Aug 20, 20 10:57 pm  · 
 · 
coopercooperco

Well, was told by a senior level staff member in no uncertain terms that the principals are "preferring to staff those who have returned to the office and not elected to continue work from home." Only time I have listed on next week's staffing plan (our office updates it for the coming week on Friday at midday) are the two days I requested off months ago. Time to start looking in earnest.

Aug 21, 20 7:18 pm  · 
 · 
thisisnotmyname

I hope they have some pretty robust safety protocols in the office and access to speedy testing.

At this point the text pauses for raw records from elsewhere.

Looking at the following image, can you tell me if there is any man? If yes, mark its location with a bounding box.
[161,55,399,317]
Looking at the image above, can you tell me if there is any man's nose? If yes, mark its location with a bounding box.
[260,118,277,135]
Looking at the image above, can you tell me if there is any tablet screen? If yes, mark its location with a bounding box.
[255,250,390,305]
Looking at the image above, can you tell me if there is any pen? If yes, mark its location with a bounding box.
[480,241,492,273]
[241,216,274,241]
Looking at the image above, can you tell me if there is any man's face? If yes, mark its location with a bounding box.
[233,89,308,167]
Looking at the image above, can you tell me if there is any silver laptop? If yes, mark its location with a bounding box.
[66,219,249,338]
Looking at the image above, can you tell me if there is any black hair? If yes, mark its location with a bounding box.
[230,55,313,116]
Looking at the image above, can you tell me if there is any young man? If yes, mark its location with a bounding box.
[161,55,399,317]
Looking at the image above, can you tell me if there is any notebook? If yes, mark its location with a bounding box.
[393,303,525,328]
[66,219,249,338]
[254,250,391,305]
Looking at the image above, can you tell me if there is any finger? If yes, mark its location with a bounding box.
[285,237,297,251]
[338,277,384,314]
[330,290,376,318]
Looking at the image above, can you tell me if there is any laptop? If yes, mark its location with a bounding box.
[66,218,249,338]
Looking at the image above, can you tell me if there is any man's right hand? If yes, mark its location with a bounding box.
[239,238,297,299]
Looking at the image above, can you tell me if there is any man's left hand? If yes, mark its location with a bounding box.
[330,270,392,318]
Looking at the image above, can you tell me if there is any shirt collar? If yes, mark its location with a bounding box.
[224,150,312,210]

They shouldn't insist on filling up the office without those things. It could be a real sh*tshow when they have a positive case or a cluster of them in the office.

Aug 21, 20 7:37 pm  · 
 · 
SneakyPete

unless the idiots in the GOP get their blanket immunity from prosecution

Aug 21, 20 8:10 pm  · 
 · 
thisisnotmyname

If COVID contacts the office, it's a real hit to firm productivity when everybody in the office and their households have to drop everything and go get tested. Then the waiting period for the results is very tense. The deep cleaning of the office means everybody is immediately on WFH until that work gets done.